Obtains required Care Management enrollment consents from the individual or legal guardian
Completes initial and ongoing needs assessments (Child and Adolescent Needs and Strengths; CANS) to determine the individual's most appropriate level of care management.
Facilitates solutions to patient care delivery problems and identifies with client any potential barriers to care.
Responsible for the overall management of the patient's Individualized Plan of Care. Through the creation of an Individual Plan of Care the Care Manager is able to:
1.Coordinate the enrollee's provision of services including as per their acuity level.
2.Support adherence to treatment recommendations
3.Monitor and evaluate a patient's needs, including prevention, wellness, medical, mental health, care transitions, and social and community services where appropriate.
Meets client contact requirements (keeping in mind that caseloads may be "blended"):
1.Care Managers serving children will be required to have some face-face visits on a consistent schedule as per the mandates of their acuity level (high, medium, or low).
Meets Care Management documentation requirements in a timely and accurate manner by effectively utilizing designated Care Management Portal (Medicaid Analytics Performance Portal; MAPP) and Electronic Health Records (EHRs) as needed
Functions as an advocate for clients within the agency and external service providers
Promotes wellness and prevention by linking enrollees with resources and services based on their individual needs and preferences
Educate the child/caregiver on care of chronic conditions, immunization, medication management, screening and other preventive interventions.
Accompany child and adult as needed to appointments.
Helps clients to obtain and maintain public benefits necessary to gain health care services, including Medicaid and cash assistance eligibility, Social Security, SNAP, housing, legal services, employment and training supports, and others.
Effectively communicates and shares information with the individual and their families and other caregivers with appropriate consideration for language, literacy and cultural preferences.

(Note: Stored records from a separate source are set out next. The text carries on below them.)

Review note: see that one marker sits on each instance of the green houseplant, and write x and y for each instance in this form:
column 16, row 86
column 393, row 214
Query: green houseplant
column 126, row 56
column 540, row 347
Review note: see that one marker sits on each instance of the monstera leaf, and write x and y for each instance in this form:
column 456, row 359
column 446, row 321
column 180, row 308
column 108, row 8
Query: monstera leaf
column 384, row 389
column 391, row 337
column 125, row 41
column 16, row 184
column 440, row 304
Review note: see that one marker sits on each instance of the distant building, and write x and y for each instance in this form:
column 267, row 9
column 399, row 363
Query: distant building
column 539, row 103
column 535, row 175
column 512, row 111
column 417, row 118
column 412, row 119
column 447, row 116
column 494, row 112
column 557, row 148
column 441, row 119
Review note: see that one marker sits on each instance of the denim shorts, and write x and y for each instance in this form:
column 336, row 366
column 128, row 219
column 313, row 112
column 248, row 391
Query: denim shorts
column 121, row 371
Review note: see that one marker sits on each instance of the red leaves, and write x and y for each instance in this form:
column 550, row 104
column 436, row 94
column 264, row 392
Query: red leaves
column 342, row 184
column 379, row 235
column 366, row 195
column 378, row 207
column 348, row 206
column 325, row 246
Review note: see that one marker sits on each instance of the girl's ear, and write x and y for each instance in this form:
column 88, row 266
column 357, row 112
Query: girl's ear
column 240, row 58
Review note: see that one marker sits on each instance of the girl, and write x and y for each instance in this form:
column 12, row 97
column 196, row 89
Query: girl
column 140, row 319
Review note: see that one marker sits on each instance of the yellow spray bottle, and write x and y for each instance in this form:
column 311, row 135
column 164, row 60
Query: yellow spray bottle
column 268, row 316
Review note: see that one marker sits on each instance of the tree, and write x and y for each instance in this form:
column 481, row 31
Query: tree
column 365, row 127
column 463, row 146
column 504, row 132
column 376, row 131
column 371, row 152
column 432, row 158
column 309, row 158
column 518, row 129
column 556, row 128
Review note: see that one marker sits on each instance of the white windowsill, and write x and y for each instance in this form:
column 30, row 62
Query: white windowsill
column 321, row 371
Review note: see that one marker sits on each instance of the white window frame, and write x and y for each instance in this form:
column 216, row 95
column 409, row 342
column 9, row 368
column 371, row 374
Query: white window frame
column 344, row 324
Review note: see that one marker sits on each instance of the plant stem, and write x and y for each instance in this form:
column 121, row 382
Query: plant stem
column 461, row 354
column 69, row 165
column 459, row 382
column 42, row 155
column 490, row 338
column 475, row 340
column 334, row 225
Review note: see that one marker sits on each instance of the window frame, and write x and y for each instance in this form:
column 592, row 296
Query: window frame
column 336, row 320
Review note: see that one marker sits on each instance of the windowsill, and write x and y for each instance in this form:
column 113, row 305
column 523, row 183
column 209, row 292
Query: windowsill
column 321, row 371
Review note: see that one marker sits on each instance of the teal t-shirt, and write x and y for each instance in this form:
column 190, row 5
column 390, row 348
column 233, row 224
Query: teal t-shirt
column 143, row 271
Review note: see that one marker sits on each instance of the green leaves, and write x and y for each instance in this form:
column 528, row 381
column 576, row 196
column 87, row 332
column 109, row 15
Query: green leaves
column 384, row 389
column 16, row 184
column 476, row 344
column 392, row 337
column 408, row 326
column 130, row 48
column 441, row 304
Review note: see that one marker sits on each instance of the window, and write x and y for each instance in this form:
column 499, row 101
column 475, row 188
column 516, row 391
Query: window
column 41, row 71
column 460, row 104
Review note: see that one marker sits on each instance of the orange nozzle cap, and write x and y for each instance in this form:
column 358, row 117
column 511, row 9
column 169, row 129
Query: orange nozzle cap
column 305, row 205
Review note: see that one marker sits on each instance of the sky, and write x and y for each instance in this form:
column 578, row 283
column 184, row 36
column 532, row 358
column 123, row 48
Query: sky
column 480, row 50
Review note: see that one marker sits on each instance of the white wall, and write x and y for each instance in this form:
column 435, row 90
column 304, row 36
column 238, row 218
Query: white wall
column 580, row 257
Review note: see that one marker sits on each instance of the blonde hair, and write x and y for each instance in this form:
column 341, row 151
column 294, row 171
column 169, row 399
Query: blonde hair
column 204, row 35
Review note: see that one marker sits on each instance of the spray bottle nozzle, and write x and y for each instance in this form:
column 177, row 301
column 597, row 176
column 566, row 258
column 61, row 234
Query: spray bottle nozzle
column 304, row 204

Conducts care planning meetings/conferences and serves as an interdisciplinary team member to effectively provide/coordinate comprehensive and holistic care
Identifies available community-based resources and actively manages appropriate referrals, access, engagement, follow-up and coordination of services
In the event of hospital admissions, actively engages in the discharge planning process ensuring that the patient has all recommended post discharge services in place prior to discharge
Attends and participates in ongoing staff development trainings to enhance skills needed to effectively meet the demands of the Care Manager position
Ensure that child has periodic evaluations and follow up treatment for dental, vision and hearing care, following Medicaid EPSDT guidelines
Handle confidential information in accordance with HIPAA as well as state and federal privacy and confidentiality rules.
Must be able to provide home-based and community based care management services.